All metrics in this inventory are emitted through Telemetry.emit() after the benchmark run completes.

  1. Data Size (total bytes ingested) OTel instrument: ingestion_bytes_total (Gauge\<u64\>). Source: SUT adapter metrics -> ingestion.bytes_ingested.

  2. Ingestion records/s OTel instrument: ingestion_rows_per_sec (Gauge\<f64\>). Source: SUT adapter metrics -> ingestion.rows_per_sec.

  3. Ingestion rows total OTel instrument: ingestion_rows_total (Gauge\<u64\>). Source: SUT adapter metrics -> ingestion.rows_ingested.

  4. Connections / Clients OTel instrument: active_connections (Gauge\<u64\>). Source: CLI --concurrency plus SUT adapter metrics -> ingestion.active_connections.

  5. Queries/s, Requests/s OTel instruments: queries_per_sec (Gauge\<f64\>), queries_total (Counter\<u64\>). Source: Computed from total iterations and benchmark duration.

  6. Query Latency (p50) OTel instrument: median_duration_ms (Gauge\<u64\>). Source: Query driver per-query statistics.

  7. Query Latency (p99) OTel instrument: p99_duration_ms (Gauge\<u64\>). Source: Query driver per-query statistics.

  8. Efficiency (cores) OTel instrument: efficiency_queries_per_core (Gauge\<f64\>). Source: Computed as queries_per_sec / cpu_cores.

  9. Resource Usage - CPU OTel instrument: sut_cpu_usage_percent (Gauge\<f64\>). Source: SUT adapter metrics -> resource.cpu_usage_percent.

  10. Resource Usage - Memory OTel instruments: peak_memory_usage_mb (Gauge\<f64\>), median_memory_usage_mb (Gauge\<f64\>), sut_memory_usage_bytes (Gauge\<u64\>). Source: Local process via sysinfo plus SUT adapter metrics.

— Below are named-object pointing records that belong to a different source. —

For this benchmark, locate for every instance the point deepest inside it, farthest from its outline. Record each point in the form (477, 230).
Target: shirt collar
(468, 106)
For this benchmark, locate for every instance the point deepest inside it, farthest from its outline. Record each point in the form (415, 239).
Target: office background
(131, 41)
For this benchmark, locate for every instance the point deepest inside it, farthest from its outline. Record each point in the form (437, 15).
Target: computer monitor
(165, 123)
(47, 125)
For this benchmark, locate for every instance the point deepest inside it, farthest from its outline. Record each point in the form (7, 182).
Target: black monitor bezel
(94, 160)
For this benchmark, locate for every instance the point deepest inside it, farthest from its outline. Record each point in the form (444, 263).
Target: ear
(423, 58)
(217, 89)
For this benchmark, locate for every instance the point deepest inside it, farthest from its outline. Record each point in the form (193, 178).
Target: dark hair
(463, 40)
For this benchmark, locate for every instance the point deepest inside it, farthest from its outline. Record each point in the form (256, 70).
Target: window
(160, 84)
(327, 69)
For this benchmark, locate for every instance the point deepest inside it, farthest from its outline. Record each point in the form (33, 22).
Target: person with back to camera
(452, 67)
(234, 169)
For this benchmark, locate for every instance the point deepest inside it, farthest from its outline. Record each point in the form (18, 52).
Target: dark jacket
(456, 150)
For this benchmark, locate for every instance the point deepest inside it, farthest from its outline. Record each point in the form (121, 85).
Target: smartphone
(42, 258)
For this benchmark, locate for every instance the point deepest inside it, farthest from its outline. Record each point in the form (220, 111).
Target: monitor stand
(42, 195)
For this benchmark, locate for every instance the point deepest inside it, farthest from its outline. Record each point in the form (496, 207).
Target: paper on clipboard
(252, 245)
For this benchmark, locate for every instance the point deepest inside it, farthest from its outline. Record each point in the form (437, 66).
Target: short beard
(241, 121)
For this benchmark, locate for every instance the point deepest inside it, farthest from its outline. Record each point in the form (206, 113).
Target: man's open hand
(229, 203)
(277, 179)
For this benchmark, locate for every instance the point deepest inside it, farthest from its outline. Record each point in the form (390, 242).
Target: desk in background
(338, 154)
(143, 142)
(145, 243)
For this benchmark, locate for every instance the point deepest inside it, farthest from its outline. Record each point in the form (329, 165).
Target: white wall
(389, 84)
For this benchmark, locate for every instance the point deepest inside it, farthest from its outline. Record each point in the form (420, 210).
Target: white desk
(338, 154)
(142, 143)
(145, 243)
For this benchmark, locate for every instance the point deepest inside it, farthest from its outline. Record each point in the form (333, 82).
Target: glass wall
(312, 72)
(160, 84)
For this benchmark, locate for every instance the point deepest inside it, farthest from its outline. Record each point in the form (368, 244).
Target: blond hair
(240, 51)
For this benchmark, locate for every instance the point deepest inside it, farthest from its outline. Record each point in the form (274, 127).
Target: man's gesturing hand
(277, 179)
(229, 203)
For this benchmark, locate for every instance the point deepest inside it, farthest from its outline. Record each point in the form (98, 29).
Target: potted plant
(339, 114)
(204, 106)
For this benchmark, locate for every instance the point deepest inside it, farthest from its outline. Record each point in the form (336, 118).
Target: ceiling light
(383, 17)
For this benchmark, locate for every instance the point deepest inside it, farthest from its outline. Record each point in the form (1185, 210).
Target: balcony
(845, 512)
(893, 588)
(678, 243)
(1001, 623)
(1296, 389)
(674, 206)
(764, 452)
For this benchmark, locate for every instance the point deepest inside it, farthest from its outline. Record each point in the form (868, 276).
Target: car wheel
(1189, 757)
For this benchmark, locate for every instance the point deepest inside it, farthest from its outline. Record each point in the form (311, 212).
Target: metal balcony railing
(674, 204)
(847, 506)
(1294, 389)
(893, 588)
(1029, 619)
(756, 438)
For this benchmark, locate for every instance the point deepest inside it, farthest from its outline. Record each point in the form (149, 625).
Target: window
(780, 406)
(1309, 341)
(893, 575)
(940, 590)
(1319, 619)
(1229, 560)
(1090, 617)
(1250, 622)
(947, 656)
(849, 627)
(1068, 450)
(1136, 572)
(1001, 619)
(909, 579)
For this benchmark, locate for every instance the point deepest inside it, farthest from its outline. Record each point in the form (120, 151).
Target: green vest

  11. Resource Usage - Disk OTel instruments: sut_disk_read_bytes and sut_disk_write_bytes (Gauge\<u64\>). Source: SUT adapter metrics -> resource.disk_read_bytes and resource.disk_write_bytes.

  12. Resource Usage - IOPS OTel instruments: sut_disk_read_iops and sut_disk_write_iops (Gauge\<u64\>). Source: SUT adapter metrics -> resource.disk_read_iops and resource.disk_write_iops.

  13. E2E Latency OTel instrument: e2e_latency_ms (Histogram\<f64\>). Source: Raw freshness scraper samples from MAX(__created_at) deltas; percentiles are computed in dashboard queries.

  14. E2E Duration OTel instrument: test_duration_ms (Gauge\<u64\>). Source: Wall-clock time of the timed benchmark phase.

  15. Query Queue Length OTel instrument: query_queue_length (Gauge\<u64\>). Source: Query worker queue depth at query execution start, with query_name and client_id attributes.

  16. Query Queue Duration OTel instrument: query_queue_duration_ms (Histogram\<f64\>). Source: Query worker queue wait time before execution, with query_name and client_id attributes.

  17. Checkpoint In-flight Queries OTel instrument: checkpoint_in_flight_queries (Gauge\<u64\>). Source: Active in-flight query count while checkpoint validation windows are enabled, with a client_id attribute.

Streaming Metrics (real-time, optional)

When --otlp-endpoint is configured, the following are exported every 5 seconds via a separate PeriodicReader:

Metric OTel Instrument Description
spicebench.streaming.query.duration_ms Histogram<f64> Per-query execution duration
spicebench.streaming.query.count Counter<u64> Total queries executed
spicebench.streaming.query.success_count Counter<u64> Successful queries
spicebench.streaming.query.failure_count Counter<u64> Failed queries

SUT Adapter metrics JSON-RPC Method

The system adapter protocol now includes a metrics JSON-RPC method that SpiceBench scrapes periodically (every 5s) when --scrape-sut-metrics is enabled.

Request

{
  "jsonrpc": "2.0",
  "id": 1,
  "method": "metrics",
  "params": { "run_id": "<uuid>" }
}

Response

{
  "jsonrpc": "2.0",
  "id": 1,
  "result": {
    "resource": {
      "cpu_usage_percent": 45.2,
      "memory_usage_bytes": 8589934592,
      "disk_read_bytes": 1073741824,
      "disk_write_bytes": 2147483648,
      "disk_read_iops": 5000,
      "disk_write_iops": 3000
    },
    "ingestion": {
      "rows_ingested": 10000000,
      "bytes_ingested": 5368709120,
      "rows_per_sec": 50000.0,
      "active_connections": 8
    }
  }
}

All fields in resource and ingestion are optional (null / omitted if not available from the SUT).

The default Handler::metrics() implementation returns empty metrics, so existing adapters remain compatible without changes.

Remaining Work

  • E2E Latency dashboard expansion: Add optional additional percentile panels (e.g., p50/p90/p99.9) computed from e2e_latency_ms in Flux.